La proa salió del agua, pero Peter se anticipó al balanceo que le arrastraría hacia atrás e introdujo el brazo entre el palo y un amantillo y se sujetó a él con el hueco del codo doblado. El cable le ayudó a mantenerse firme como si fuera una guía mientras seguía subiendo. Cuando llegó a la cruceta, diez metros por encima de la cubierta del barco, se detuvo a contemplar el Atlántico Sur, enfurruñado por la visita de la tormenta invernal.

El cielo estaba tan gris como el agua. Las gigantescas olas encrespadas continuaban desfilando procedentes del sudoeste, y el viento, cada vez más fuerte, empezaba a repetir su maniobra de allanar las aguas entre una ola y la siguiente. Hardin continuó izándose con siniestra satisfacción. Podría disparar sin obstáculos desde la cresta de una de esas olas.

Cuando estuvo firmemente sujeto al tope del palo, limpió el encaje con un trapo untado en aceite e insertó la antena. Después sujetó con el obenque la ligera estructura de alambre y aluminio, entre la cual silbaba quedamente el viento, retiró los protectores herméticos que cubrían las conexiones eléctricas y conectó la antena al circuito que asomaba por el tope del palo. Ajaratu agitó el brazo indicándole que el radar había dado una señal y Hardin hizo bajar rápidamente la guindola hasta la cubierta. La pantalla del radar estaba situada, junto a los instrumentos enloquecidos, en lo alto de la escalera.

Ajaratu estaba excitada.

—¿Es él? —preguntó señalando una flor de un blanco verdoso en el círculo exterior.
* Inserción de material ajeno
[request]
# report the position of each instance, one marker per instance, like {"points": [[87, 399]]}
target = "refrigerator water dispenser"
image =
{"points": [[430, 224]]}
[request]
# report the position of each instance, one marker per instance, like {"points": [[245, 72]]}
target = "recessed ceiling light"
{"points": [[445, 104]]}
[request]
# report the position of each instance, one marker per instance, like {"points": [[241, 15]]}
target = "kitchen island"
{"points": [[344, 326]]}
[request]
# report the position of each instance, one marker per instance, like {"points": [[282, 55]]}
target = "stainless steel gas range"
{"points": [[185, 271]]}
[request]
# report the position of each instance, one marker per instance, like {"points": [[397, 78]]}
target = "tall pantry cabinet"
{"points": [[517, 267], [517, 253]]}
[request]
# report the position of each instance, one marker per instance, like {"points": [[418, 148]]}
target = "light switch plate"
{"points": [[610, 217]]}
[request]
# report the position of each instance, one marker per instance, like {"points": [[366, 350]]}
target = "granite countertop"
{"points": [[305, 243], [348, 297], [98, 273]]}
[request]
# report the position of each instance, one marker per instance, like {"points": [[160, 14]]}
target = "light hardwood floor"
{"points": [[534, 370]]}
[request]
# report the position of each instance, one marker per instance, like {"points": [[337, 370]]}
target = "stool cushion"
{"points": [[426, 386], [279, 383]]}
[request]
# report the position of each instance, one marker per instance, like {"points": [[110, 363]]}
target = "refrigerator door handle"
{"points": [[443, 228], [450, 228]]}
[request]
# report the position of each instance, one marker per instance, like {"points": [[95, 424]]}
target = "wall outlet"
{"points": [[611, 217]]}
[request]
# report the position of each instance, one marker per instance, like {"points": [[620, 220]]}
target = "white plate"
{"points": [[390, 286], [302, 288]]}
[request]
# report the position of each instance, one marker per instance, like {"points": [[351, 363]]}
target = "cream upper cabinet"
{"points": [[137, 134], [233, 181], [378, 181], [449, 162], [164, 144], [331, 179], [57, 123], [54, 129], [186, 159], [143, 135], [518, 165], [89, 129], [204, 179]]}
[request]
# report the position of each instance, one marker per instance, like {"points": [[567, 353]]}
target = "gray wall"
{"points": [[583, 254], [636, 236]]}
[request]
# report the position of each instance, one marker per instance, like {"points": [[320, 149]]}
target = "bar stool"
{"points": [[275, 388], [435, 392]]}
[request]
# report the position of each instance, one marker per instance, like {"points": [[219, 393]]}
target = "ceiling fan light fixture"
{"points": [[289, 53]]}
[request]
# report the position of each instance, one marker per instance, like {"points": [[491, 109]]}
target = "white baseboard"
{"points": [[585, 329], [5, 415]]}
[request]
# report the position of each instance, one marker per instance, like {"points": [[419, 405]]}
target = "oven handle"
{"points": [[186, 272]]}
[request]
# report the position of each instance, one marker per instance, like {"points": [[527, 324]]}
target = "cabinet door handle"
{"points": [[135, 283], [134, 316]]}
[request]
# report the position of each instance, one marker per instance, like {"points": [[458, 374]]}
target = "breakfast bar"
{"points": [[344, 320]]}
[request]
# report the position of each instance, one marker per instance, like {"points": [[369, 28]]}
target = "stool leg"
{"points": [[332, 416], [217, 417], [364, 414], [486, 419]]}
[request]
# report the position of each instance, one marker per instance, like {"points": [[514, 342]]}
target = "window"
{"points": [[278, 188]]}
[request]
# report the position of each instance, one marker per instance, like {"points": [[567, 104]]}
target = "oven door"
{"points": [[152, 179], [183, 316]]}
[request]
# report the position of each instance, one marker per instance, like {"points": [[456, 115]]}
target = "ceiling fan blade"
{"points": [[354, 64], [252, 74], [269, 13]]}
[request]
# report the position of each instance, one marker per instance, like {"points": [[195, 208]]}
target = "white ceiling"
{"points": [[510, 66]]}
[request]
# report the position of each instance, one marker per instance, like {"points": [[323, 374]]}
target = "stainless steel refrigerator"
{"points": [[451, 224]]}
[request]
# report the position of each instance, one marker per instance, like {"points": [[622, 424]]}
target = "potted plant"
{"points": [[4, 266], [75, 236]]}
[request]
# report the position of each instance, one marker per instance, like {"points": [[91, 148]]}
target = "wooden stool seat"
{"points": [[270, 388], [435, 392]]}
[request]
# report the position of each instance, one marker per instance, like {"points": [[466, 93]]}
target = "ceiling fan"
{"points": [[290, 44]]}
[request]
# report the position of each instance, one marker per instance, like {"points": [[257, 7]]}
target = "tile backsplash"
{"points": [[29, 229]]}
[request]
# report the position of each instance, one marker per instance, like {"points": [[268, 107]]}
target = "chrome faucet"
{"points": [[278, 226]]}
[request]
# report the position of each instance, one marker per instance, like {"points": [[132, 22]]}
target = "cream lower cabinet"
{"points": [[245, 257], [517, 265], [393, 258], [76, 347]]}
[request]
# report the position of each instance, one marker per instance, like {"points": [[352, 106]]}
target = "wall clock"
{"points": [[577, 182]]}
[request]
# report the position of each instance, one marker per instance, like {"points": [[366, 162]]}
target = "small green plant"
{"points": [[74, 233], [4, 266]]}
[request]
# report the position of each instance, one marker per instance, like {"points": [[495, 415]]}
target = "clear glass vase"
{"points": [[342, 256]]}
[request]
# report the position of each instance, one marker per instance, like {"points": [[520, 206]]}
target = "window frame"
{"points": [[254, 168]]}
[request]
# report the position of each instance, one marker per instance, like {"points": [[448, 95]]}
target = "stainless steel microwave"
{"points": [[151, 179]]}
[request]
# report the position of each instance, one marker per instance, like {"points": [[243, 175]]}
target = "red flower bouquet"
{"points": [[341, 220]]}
La señal ocupaba el punto más alto del círculo, directamente delante de él.

Hardin puso las manos sobre la pantalla para protegerla de la grisácea luminosidad del día y la observó detenidamente. El radar ofrecía un cuadro borroso en los dos primeros círculos. Eso ya estaba previsto. El aparejo improvisado no estaba diseñado para distancias cortas. Más allá de esos dos círculos, que representaban las diez millas más próximas, iban encendiéndose pequeños puntitos de luz que pronto desaparecerían.

La flor verde brillante empezó a marchitarse.

—Sólo era una gran ola —dijo Hardin—. ¿Lo ves? Se está borrando.

Ajaratu se acercó más, agarrándose a la cintura de Peter para no caer. Hardin apoyó los brazos contra la escotilla cerrada y protegió la pantalla con las manos para que ella pudiera ver la señal. El velero remontó la cresta de una gran ola y en el círculo exterior parpadearon otras olas distantes, pero nada que recordara la estabilidad del eco de un buque de acero.

—Está fuera de nuestro radio de acción —dijo Hardin—. Vigila la pantalla. Voy a mover un poco la antena.

Sujetó el cabo salvavidas de Ajaratu a un pasamanos y lo ató muy corto para que tuviera algo que le sirviera de sostén contra el balanceo.

Luego desconectó el piloto automático e hizo zigzaguear el velero entre las olas. Haciendo virar la proa desde el este hasta el norte, podía ejecutar con el timón el movimiento de barrido de un reflector giratorio. A Ajaratu le pareció ver algo varias veces, pero en cada ocasión el punto se desvaneció. Aunque estaba a menos de tres metros de él, la muchacha tenía que gritar para hacerse oír por encima del rugido de las olas y de las estridencias del viento.

Hardin abandonó sus intentos al cabo de un rato. El
Leviathan
todavía no estaba lo suficientemente próximo. No podía permitirse el lujo de pensar que tal vez el radar no funcionaba bien o que el buque podría haber pasado ya. El gigantesco oleaje debía de haberlo obligado a aminorar la marcha.

El cielo empezaba a ensombrecerse por el oeste. El viento empezó a indicar alguna intención de rolar hacia el sur. Bailoteaba primero en una dirección, luego en la otra, todavía demasiado caprichoso para influir sobre el oleaje, pero con la fuerza suficiente para causar estragos en el tormentín y desconectar al piloto automático. Hardin condujo a Ajaratu hasta la rueda del timón, enganchó su cabo salvavidas y puso el velero rumbo al nordeste. Si la tormenta empezaba a arreciar, la única posibilidad que tenía era interceptar al Retachan lo antes posible.